During all the analysis, python and pandas framework were used.After it analysis, it was decided to apply some transformations on the data. At first, it had to transform date column and extract all special features. “Apply” function of the pandas data frame was used, and date column was transformed into three columns: “Month”, “Week Day”, “Hour”. After that the date column was dropped. It means, that dataset will contain nine columns instead of seven.
I also deleted records, which had abnormal big or small values in Light and CO2 columns as leaving only the ones, where the values of the certain column within -3 and +3 standard deviations from mean.
As result, I had a cleaner data. If we also look on the second boxplot, which represents Light and CO2 columns, we can notice that they had no outliers any more.
In the end sampling was applied. As it could be noticed from statistics, new clean dataset had 21% of records which Occupancy label was equal to one, and 79% of records which Occupancy label was equal to zero. It was decided to use under-sampling to make groups of samples with the equal count of records of Occupancy level one and Occupancy level zero.

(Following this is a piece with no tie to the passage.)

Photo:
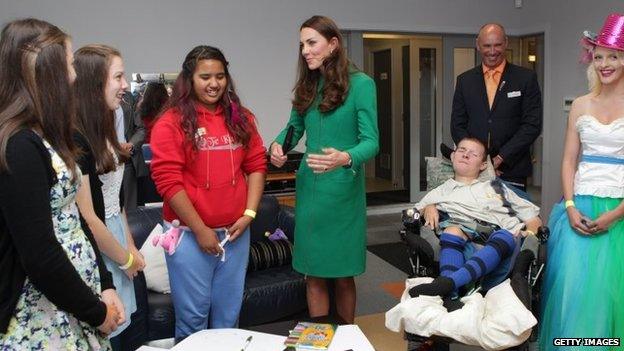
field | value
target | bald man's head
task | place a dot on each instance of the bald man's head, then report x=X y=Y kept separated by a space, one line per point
x=492 y=44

And it also was shuffled. As result, we have dataset of about 9K records, and all examples in this dataset are differ from each other, and their common quantity is sufficient for further processing.
In brief, I can summarize the following: after applying all transformations on chosen dataset from UCI we have the following results:
- This dataset has about 9K rows, where each row consists of 8 attributes (all of them contains numeric data) and 1 label (whether room was occupied or not).
- Dataset has the same number of examples have Occupancy label equal to one and Occupancy label equal to zero.
- There are no missing values in dataset.
- There are no duplicates in dataset.